The friars ceased not to ply him with exhortations: “Die not in desperation,” cried one; “Thou shalt drag innumerable souls to hell,” cried another. On reaching the appointed place he was bound to the stake with a steel band, and fire was set to the fagots of wood which made his funeral pyre. As the flames leaped up, he stretched up his right hand, saying with a loud voice, “This hand hath offended,” and held it firmly in the fire till it was consumed. No cry escaped his lips and no movement betrayed his pain. If the martyrdom of Ridley and Latimer lighted the torch, Cranmer’s spread the conflagration which in the end burnt up the Roman Catholic reaction and made England a Protestant nation.
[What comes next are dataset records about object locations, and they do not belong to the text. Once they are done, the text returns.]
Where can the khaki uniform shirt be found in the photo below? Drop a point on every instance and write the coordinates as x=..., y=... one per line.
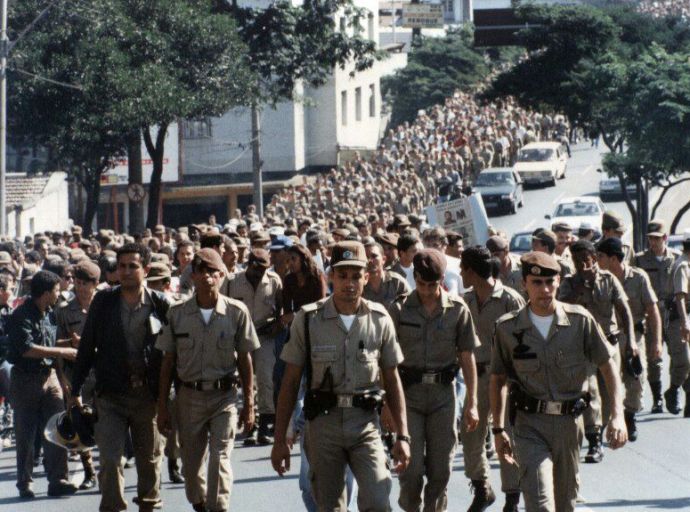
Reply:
x=599, y=298
x=659, y=271
x=392, y=286
x=264, y=302
x=501, y=301
x=639, y=290
x=207, y=352
x=555, y=368
x=353, y=356
x=432, y=342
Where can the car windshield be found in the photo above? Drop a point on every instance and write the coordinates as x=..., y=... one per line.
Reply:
x=491, y=179
x=521, y=243
x=535, y=155
x=576, y=209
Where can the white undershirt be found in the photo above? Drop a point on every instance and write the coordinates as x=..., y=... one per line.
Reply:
x=542, y=323
x=348, y=320
x=206, y=314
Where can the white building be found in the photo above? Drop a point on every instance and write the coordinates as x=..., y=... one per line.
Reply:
x=36, y=203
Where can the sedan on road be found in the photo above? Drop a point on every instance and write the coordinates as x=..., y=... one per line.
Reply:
x=501, y=189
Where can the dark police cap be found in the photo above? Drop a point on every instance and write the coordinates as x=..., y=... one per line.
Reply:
x=611, y=247
x=210, y=258
x=540, y=264
x=430, y=264
x=348, y=254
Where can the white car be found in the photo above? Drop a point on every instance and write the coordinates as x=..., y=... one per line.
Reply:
x=542, y=163
x=577, y=210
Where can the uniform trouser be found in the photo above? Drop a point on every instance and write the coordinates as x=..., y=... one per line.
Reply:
x=207, y=421
x=634, y=386
x=347, y=437
x=599, y=410
x=547, y=449
x=474, y=444
x=134, y=410
x=264, y=359
x=432, y=426
x=679, y=353
x=35, y=398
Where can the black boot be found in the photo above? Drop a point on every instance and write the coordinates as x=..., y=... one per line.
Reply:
x=512, y=502
x=265, y=421
x=671, y=397
x=174, y=471
x=631, y=425
x=657, y=402
x=483, y=496
x=595, y=453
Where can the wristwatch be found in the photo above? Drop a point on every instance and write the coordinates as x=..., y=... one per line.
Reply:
x=407, y=439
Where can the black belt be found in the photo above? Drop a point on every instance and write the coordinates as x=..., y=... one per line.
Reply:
x=226, y=383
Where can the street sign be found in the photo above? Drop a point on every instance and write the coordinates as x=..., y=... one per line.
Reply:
x=422, y=15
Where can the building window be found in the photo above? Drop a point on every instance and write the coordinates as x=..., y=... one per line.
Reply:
x=358, y=104
x=197, y=128
x=372, y=100
x=343, y=108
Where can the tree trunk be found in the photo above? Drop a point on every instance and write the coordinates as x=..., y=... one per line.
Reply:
x=156, y=152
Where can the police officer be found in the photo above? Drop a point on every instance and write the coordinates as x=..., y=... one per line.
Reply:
x=35, y=392
x=437, y=336
x=70, y=318
x=344, y=344
x=206, y=338
x=657, y=262
x=119, y=341
x=260, y=289
x=545, y=349
x=383, y=286
x=679, y=332
x=487, y=301
x=604, y=297
x=643, y=306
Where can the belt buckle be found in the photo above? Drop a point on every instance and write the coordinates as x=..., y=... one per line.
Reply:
x=553, y=408
x=429, y=378
x=345, y=401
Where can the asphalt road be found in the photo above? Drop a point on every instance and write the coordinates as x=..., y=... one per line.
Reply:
x=651, y=474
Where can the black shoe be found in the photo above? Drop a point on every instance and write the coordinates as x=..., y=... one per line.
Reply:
x=483, y=496
x=595, y=453
x=26, y=494
x=631, y=425
x=61, y=488
x=88, y=483
x=671, y=397
x=512, y=502
x=657, y=402
x=252, y=437
x=174, y=472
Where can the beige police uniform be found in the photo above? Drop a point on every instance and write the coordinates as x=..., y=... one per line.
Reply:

The death of Cranmer was followed by a long succession of martyrdoms. Mary tried most desperately to restore Romanism in its fullness, but failed, and died November 17, 1558, “the unhappiest of queens, and wives, and women.” The people who had welcomed her when she was crowned, called her “Bloody Mary”—a name which was, after all, so well deserved that it will always remain. “Each disappointment she took as a warning from heaven that atonement had not yet been paid for England’s crimes, and the fires of persecution were kept burning to appease the God of Roman Catholicism.”